A new model for the mode of action of PZA. PZA is converted to the active form POA by M. tuberculosis PZase intracellularly and inhibits targets including RpsA. Upon stress, translating ribosomes are stalled and incomplete polypeptides may be toxic to the cell. The bacterial cell resolves this problem by adding tmRNA to the stalled mRNA (28, 36). tmRNA binds to SmpB and EF-Tu, activating the complex for ribosome interaction. The alanyl-tmRNA/SmpB/EF-Tu complex recognizes stalled ribosomes at the 3′ end of an mRNA without stop codon or with rare codons. Translation resumes using tmRNA as a message, resulting in addition of the tmRNA-encoded peptide tag to the C-terminus of the stalled polypeptide.

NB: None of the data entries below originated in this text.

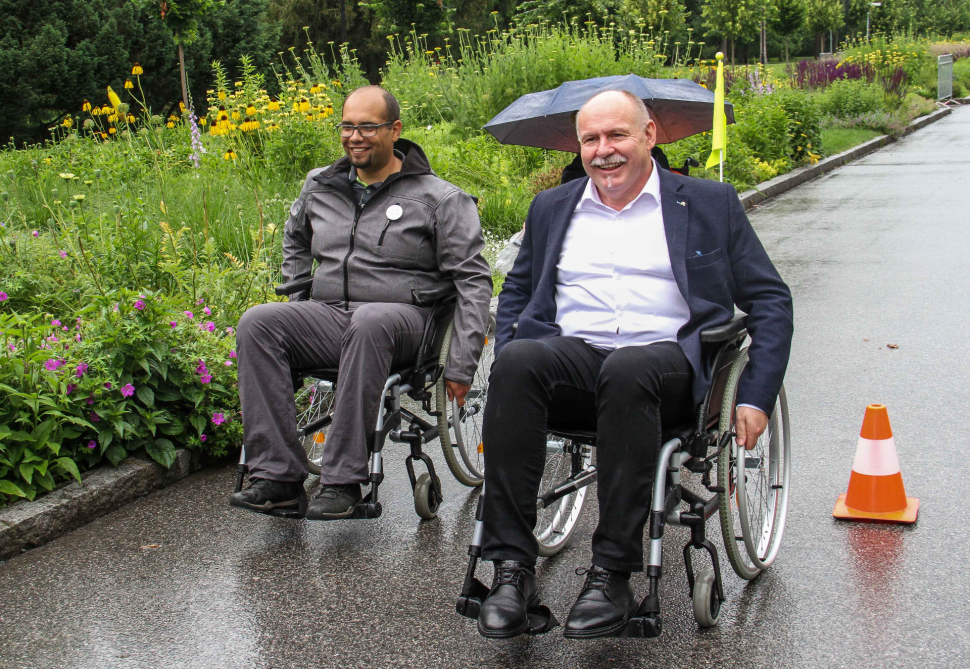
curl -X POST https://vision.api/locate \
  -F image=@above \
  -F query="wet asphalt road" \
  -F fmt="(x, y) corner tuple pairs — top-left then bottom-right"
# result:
(0, 107), (970, 669)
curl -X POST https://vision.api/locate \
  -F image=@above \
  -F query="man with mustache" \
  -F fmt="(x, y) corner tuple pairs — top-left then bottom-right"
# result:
(478, 91), (793, 639)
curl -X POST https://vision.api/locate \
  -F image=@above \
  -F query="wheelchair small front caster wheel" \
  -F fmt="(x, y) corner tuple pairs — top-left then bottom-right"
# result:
(414, 472), (438, 520)
(693, 566), (721, 627)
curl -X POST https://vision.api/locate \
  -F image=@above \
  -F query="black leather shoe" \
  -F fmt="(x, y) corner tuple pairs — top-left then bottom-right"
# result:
(563, 565), (636, 639)
(478, 560), (539, 639)
(306, 483), (361, 520)
(229, 479), (306, 513)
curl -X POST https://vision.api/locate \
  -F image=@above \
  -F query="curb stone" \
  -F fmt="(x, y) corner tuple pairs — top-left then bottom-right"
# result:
(738, 109), (952, 211)
(0, 448), (201, 562)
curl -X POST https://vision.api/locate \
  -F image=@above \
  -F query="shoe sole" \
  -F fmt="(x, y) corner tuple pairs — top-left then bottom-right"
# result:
(476, 595), (539, 639)
(562, 616), (631, 640)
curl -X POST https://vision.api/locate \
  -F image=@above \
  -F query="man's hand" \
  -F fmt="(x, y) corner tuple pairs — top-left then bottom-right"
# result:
(445, 379), (470, 408)
(734, 407), (768, 451)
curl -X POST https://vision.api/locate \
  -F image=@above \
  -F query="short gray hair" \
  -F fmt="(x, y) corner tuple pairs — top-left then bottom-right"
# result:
(575, 88), (650, 139)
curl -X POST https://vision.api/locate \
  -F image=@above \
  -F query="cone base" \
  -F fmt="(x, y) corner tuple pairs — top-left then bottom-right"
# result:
(832, 493), (919, 525)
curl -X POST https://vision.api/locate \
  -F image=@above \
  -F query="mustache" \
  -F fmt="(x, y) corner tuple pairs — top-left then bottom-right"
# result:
(589, 153), (627, 167)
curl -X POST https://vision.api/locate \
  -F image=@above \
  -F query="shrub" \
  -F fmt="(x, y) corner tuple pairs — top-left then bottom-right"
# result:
(818, 80), (884, 118)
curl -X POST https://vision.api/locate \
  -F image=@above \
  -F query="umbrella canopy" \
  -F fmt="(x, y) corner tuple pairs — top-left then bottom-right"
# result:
(485, 74), (734, 153)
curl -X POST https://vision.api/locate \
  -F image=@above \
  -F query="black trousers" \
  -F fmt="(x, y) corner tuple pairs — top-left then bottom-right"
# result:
(482, 337), (694, 572)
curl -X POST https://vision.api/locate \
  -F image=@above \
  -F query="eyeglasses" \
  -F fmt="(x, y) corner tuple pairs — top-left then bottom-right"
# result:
(337, 121), (394, 138)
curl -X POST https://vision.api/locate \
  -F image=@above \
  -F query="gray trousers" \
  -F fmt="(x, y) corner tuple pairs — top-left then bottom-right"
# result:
(236, 300), (430, 485)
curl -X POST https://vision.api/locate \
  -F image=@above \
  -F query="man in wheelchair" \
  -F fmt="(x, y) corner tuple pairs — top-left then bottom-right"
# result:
(229, 86), (492, 520)
(470, 91), (793, 639)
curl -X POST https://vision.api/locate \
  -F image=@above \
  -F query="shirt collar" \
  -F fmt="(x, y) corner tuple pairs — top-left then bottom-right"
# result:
(576, 158), (660, 211)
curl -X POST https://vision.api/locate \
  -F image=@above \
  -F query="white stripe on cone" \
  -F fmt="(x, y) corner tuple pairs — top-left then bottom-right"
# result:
(852, 437), (899, 476)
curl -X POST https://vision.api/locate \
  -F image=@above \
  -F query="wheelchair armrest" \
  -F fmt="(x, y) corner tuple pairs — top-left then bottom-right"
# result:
(411, 284), (458, 307)
(274, 276), (313, 295)
(701, 314), (748, 344)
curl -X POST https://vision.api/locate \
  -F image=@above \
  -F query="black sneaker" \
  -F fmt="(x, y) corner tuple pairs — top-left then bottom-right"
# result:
(306, 483), (361, 520)
(229, 479), (307, 514)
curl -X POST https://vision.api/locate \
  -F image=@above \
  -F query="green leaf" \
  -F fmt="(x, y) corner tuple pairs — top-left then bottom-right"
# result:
(145, 439), (176, 469)
(135, 386), (155, 407)
(189, 413), (206, 435)
(104, 444), (128, 467)
(0, 480), (27, 497)
(54, 458), (81, 483)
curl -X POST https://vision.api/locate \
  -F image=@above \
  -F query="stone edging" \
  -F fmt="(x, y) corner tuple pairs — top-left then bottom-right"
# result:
(738, 105), (952, 211)
(0, 448), (200, 561)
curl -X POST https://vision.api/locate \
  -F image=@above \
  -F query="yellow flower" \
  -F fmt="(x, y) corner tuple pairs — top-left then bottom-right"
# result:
(108, 86), (121, 109)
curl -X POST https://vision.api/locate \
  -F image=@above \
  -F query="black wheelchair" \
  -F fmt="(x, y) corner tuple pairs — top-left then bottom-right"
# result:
(457, 315), (791, 637)
(236, 277), (495, 519)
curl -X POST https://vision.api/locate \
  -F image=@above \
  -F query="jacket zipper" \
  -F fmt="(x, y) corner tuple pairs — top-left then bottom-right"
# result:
(344, 206), (364, 309)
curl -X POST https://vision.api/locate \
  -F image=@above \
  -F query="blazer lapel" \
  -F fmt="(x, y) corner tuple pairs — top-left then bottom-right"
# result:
(654, 165), (690, 303)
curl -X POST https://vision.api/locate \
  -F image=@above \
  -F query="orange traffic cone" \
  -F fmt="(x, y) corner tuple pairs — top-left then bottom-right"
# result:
(832, 404), (919, 523)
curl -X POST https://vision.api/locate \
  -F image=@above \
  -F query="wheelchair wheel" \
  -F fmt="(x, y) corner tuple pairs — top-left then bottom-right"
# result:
(691, 566), (721, 627)
(534, 434), (593, 557)
(717, 349), (791, 580)
(435, 314), (495, 488)
(296, 379), (333, 476)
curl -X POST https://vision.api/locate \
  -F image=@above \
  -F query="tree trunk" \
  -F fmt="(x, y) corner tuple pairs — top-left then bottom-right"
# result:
(179, 41), (189, 111)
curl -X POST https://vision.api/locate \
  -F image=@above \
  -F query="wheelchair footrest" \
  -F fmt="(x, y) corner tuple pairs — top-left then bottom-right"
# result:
(617, 614), (663, 639)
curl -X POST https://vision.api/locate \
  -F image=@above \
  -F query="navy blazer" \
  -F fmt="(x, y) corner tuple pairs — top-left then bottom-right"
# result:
(495, 167), (794, 415)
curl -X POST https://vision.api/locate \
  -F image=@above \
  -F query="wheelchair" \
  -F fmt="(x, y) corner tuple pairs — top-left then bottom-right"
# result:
(456, 315), (791, 637)
(236, 277), (495, 520)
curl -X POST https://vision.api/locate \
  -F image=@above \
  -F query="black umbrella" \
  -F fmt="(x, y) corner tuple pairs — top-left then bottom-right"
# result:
(485, 74), (734, 153)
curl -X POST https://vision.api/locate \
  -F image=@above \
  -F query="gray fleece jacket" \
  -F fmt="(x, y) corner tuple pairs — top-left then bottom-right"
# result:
(282, 139), (492, 383)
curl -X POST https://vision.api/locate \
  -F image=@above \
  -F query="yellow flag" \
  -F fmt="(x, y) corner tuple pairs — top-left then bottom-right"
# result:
(705, 51), (727, 169)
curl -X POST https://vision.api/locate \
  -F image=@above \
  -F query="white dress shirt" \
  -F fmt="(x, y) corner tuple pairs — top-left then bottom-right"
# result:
(556, 161), (690, 349)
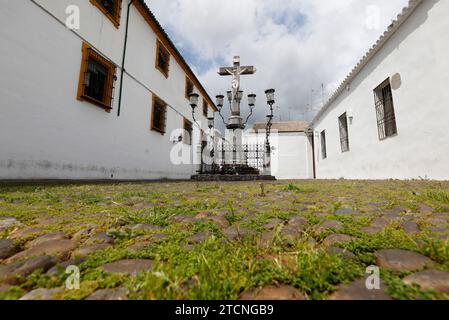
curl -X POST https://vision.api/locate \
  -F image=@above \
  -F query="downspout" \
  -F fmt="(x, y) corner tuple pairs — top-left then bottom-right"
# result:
(312, 133), (316, 179)
(117, 0), (134, 117)
(306, 127), (316, 179)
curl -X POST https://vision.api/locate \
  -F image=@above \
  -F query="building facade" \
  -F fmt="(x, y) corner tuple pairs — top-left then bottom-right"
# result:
(312, 0), (449, 180)
(243, 121), (314, 180)
(0, 0), (216, 180)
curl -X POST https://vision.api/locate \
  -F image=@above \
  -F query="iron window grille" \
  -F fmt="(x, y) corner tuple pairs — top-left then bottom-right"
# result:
(182, 119), (193, 145)
(203, 100), (209, 118)
(151, 96), (167, 134)
(186, 77), (194, 99)
(156, 40), (170, 78)
(321, 130), (327, 159)
(338, 112), (349, 152)
(374, 79), (398, 140)
(78, 43), (117, 111)
(90, 0), (122, 28)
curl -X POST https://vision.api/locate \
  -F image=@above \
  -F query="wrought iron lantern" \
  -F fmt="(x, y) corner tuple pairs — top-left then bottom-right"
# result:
(226, 91), (232, 104)
(265, 89), (276, 105)
(189, 92), (200, 110)
(207, 117), (215, 129)
(216, 95), (224, 112)
(248, 93), (256, 108)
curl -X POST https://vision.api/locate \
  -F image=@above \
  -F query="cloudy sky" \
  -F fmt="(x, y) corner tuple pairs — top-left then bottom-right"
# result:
(147, 0), (408, 127)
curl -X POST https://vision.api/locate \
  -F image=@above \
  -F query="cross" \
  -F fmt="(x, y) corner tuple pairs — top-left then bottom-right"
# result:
(218, 56), (256, 116)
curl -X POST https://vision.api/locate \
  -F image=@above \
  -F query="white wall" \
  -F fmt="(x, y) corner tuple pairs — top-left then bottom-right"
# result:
(314, 0), (449, 180)
(243, 131), (313, 180)
(0, 0), (214, 179)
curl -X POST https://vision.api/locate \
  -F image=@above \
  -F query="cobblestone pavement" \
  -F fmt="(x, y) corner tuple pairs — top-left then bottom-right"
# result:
(0, 180), (449, 300)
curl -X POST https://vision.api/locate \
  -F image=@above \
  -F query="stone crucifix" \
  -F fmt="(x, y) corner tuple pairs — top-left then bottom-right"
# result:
(218, 56), (256, 129)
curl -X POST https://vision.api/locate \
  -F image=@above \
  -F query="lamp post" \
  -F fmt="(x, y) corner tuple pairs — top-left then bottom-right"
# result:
(189, 92), (200, 126)
(207, 116), (215, 159)
(264, 89), (276, 175)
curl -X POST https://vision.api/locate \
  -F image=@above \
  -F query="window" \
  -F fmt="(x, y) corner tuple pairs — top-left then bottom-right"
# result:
(151, 96), (167, 134)
(374, 79), (398, 140)
(78, 43), (116, 111)
(338, 112), (349, 152)
(156, 40), (170, 78)
(321, 130), (327, 159)
(186, 77), (194, 99)
(182, 119), (193, 145)
(203, 100), (209, 118)
(90, 0), (122, 28)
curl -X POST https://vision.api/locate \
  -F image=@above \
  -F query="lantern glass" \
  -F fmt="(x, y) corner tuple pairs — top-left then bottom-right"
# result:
(189, 93), (200, 108)
(227, 91), (232, 103)
(265, 89), (275, 104)
(236, 91), (243, 103)
(248, 93), (256, 107)
(207, 117), (214, 129)
(216, 95), (224, 109)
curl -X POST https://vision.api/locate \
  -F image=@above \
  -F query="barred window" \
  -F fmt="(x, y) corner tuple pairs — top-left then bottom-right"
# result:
(321, 130), (327, 159)
(374, 79), (398, 140)
(151, 96), (167, 134)
(90, 0), (122, 28)
(78, 43), (116, 111)
(156, 40), (170, 78)
(182, 119), (193, 145)
(186, 77), (194, 99)
(338, 112), (349, 152)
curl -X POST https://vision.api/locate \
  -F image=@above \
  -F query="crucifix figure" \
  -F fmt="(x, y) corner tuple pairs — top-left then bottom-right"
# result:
(218, 56), (256, 129)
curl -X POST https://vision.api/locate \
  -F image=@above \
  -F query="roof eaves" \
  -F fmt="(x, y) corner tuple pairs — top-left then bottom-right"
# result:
(311, 0), (423, 126)
(137, 0), (218, 111)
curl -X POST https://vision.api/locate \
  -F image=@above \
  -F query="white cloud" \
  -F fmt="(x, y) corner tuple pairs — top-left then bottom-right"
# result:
(147, 0), (408, 127)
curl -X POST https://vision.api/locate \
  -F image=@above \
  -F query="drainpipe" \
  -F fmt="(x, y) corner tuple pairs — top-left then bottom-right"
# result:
(312, 133), (316, 179)
(306, 127), (316, 179)
(117, 0), (134, 117)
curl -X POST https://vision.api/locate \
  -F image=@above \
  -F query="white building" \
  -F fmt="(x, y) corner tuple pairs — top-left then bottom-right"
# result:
(0, 0), (216, 179)
(312, 0), (449, 180)
(243, 121), (314, 180)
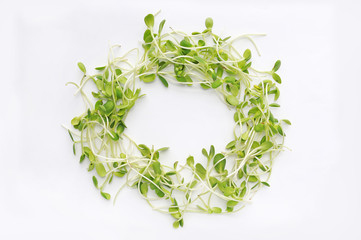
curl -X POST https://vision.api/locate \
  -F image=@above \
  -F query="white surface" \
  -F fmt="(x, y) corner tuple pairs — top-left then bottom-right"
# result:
(0, 1), (361, 240)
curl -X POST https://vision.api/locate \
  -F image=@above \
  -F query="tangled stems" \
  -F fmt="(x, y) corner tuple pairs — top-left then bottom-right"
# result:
(64, 14), (291, 228)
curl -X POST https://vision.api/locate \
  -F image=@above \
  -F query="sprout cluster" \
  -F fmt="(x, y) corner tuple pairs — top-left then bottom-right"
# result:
(68, 14), (291, 228)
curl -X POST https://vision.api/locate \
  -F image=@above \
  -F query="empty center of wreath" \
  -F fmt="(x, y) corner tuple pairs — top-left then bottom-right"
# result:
(125, 84), (234, 164)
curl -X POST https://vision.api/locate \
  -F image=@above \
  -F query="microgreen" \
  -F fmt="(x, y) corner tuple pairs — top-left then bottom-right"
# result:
(64, 14), (291, 228)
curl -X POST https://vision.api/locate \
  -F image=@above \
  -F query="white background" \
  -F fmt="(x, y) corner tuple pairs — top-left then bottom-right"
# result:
(0, 0), (361, 240)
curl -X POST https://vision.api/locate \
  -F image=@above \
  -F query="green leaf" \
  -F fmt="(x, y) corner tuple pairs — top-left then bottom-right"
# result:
(209, 177), (218, 188)
(227, 200), (238, 208)
(193, 56), (207, 65)
(281, 119), (291, 125)
(198, 40), (206, 47)
(95, 163), (107, 177)
(103, 100), (115, 115)
(277, 125), (285, 136)
(138, 144), (150, 157)
(158, 20), (165, 35)
(144, 14), (154, 28)
(79, 154), (85, 163)
(237, 169), (244, 179)
(140, 73), (155, 83)
(187, 156), (194, 167)
(226, 95), (239, 106)
(226, 141), (236, 149)
(272, 73), (282, 83)
(213, 153), (226, 173)
(83, 147), (95, 162)
(208, 145), (215, 158)
(100, 192), (110, 200)
(95, 66), (106, 71)
(206, 18), (213, 29)
(78, 62), (86, 74)
(158, 74), (168, 87)
(269, 103), (280, 107)
(92, 176), (98, 188)
(173, 220), (179, 229)
(260, 141), (273, 151)
(211, 207), (222, 213)
(243, 49), (252, 62)
(71, 117), (80, 126)
(261, 182), (270, 187)
(272, 60), (281, 72)
(68, 130), (77, 142)
(254, 123), (265, 132)
(152, 161), (162, 175)
(143, 29), (153, 43)
(248, 175), (258, 182)
(239, 187), (247, 198)
(202, 148), (209, 158)
(196, 163), (207, 180)
(139, 182), (148, 196)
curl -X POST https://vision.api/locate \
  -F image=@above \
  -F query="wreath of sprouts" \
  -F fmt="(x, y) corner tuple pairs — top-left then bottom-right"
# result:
(67, 14), (291, 228)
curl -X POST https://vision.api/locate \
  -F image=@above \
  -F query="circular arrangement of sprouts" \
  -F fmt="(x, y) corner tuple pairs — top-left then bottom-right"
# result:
(67, 14), (291, 228)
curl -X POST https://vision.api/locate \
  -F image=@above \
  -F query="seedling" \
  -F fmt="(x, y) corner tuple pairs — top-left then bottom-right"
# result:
(64, 14), (291, 228)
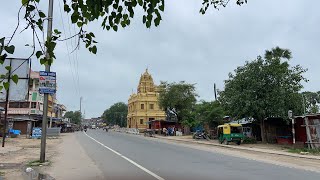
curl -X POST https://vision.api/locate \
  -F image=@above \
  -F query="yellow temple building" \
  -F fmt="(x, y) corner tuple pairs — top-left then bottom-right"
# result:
(127, 69), (166, 130)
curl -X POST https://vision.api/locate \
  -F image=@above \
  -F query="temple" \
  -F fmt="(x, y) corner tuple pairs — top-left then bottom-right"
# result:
(127, 69), (166, 130)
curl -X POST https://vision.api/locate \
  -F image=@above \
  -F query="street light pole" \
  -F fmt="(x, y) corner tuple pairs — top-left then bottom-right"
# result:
(2, 60), (12, 147)
(40, 0), (53, 163)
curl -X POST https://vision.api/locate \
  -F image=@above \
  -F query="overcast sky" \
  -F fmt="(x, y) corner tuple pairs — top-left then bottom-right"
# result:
(0, 0), (320, 118)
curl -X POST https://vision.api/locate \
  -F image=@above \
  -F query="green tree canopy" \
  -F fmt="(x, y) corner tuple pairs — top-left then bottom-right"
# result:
(0, 0), (247, 90)
(195, 101), (225, 127)
(219, 47), (307, 140)
(302, 91), (320, 113)
(101, 102), (128, 127)
(159, 81), (198, 127)
(64, 111), (82, 124)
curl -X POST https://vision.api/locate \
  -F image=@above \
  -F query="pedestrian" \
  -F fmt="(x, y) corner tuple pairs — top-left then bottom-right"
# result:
(162, 127), (168, 136)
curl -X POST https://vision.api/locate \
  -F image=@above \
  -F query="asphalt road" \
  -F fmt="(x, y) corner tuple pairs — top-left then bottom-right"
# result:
(77, 130), (320, 180)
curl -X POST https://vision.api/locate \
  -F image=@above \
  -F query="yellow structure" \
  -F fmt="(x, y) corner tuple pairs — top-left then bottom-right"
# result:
(127, 69), (166, 129)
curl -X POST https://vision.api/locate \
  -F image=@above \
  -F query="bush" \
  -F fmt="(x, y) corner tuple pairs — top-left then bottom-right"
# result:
(242, 137), (257, 144)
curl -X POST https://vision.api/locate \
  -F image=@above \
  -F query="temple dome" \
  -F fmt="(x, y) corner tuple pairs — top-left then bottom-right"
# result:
(137, 69), (155, 93)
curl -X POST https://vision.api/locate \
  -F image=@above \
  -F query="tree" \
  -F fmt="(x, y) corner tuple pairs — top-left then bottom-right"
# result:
(195, 101), (225, 127)
(302, 91), (320, 113)
(159, 81), (198, 127)
(101, 102), (128, 127)
(64, 111), (82, 124)
(219, 47), (307, 141)
(0, 0), (247, 90)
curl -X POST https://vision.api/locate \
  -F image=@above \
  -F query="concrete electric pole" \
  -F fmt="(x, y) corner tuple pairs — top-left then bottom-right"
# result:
(40, 0), (53, 163)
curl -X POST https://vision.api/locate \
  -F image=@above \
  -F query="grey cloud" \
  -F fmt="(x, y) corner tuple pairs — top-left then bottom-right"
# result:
(0, 0), (320, 117)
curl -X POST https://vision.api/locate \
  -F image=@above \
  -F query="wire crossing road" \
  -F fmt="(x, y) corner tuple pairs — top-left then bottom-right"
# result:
(76, 130), (320, 180)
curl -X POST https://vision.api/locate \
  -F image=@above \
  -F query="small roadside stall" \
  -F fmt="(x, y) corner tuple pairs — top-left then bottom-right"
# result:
(147, 120), (183, 136)
(218, 123), (244, 145)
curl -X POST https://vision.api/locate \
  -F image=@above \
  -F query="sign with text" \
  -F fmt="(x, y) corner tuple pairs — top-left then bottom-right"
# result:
(39, 71), (56, 94)
(32, 127), (42, 139)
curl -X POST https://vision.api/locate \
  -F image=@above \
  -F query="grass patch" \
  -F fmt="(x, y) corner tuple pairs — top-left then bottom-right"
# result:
(288, 148), (320, 155)
(27, 160), (51, 167)
(242, 137), (257, 144)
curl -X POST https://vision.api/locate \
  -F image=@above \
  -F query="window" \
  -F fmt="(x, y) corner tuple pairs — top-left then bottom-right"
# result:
(9, 102), (30, 108)
(31, 102), (37, 109)
(9, 102), (20, 108)
(231, 126), (242, 133)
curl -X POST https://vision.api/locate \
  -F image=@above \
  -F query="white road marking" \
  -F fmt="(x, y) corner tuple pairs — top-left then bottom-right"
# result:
(84, 132), (165, 180)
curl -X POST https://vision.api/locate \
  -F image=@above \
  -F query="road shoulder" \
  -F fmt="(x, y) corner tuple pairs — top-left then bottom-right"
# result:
(46, 133), (103, 180)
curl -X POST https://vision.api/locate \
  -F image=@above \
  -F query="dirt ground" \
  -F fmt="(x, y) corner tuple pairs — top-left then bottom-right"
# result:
(0, 135), (63, 180)
(149, 136), (320, 173)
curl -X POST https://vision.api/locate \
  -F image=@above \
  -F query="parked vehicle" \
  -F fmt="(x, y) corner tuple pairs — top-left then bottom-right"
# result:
(144, 129), (154, 137)
(193, 130), (210, 140)
(218, 124), (244, 145)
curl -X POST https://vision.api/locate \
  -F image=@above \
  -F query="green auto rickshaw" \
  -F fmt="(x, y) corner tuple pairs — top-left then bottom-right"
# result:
(218, 124), (244, 145)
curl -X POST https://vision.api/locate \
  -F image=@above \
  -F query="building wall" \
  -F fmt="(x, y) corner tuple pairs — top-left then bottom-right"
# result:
(13, 121), (28, 134)
(127, 71), (166, 129)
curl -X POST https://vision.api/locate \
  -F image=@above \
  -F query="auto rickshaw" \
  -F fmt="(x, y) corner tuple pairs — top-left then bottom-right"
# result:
(218, 124), (244, 145)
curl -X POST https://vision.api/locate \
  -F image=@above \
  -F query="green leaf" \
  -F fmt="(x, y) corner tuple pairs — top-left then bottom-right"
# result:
(27, 5), (36, 11)
(6, 66), (11, 71)
(64, 4), (71, 13)
(112, 25), (118, 32)
(53, 29), (61, 34)
(142, 15), (147, 24)
(4, 45), (15, 54)
(77, 22), (83, 27)
(0, 54), (8, 64)
(39, 11), (46, 18)
(91, 46), (97, 54)
(146, 21), (151, 28)
(159, 2), (164, 12)
(40, 58), (47, 64)
(89, 32), (95, 37)
(3, 82), (9, 91)
(71, 12), (79, 23)
(36, 51), (43, 58)
(0, 37), (5, 45)
(11, 74), (19, 84)
(21, 0), (29, 5)
(154, 18), (160, 26)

The tagged protein and mRNA are then degraded by proteases and RNases, leading to rescue of stalled ribosomes. POA binding to RpsA interferes with the interaction of RpsA with tmRNA required for trans-translation. POA blockade of the trans-translation pathway leads to a defect in stalled ribosome rescue and depletion of available ribosomes and perhaps increased accumulation of toxic or deleterious proteins, ultimately affecting persister survival under stress conditions.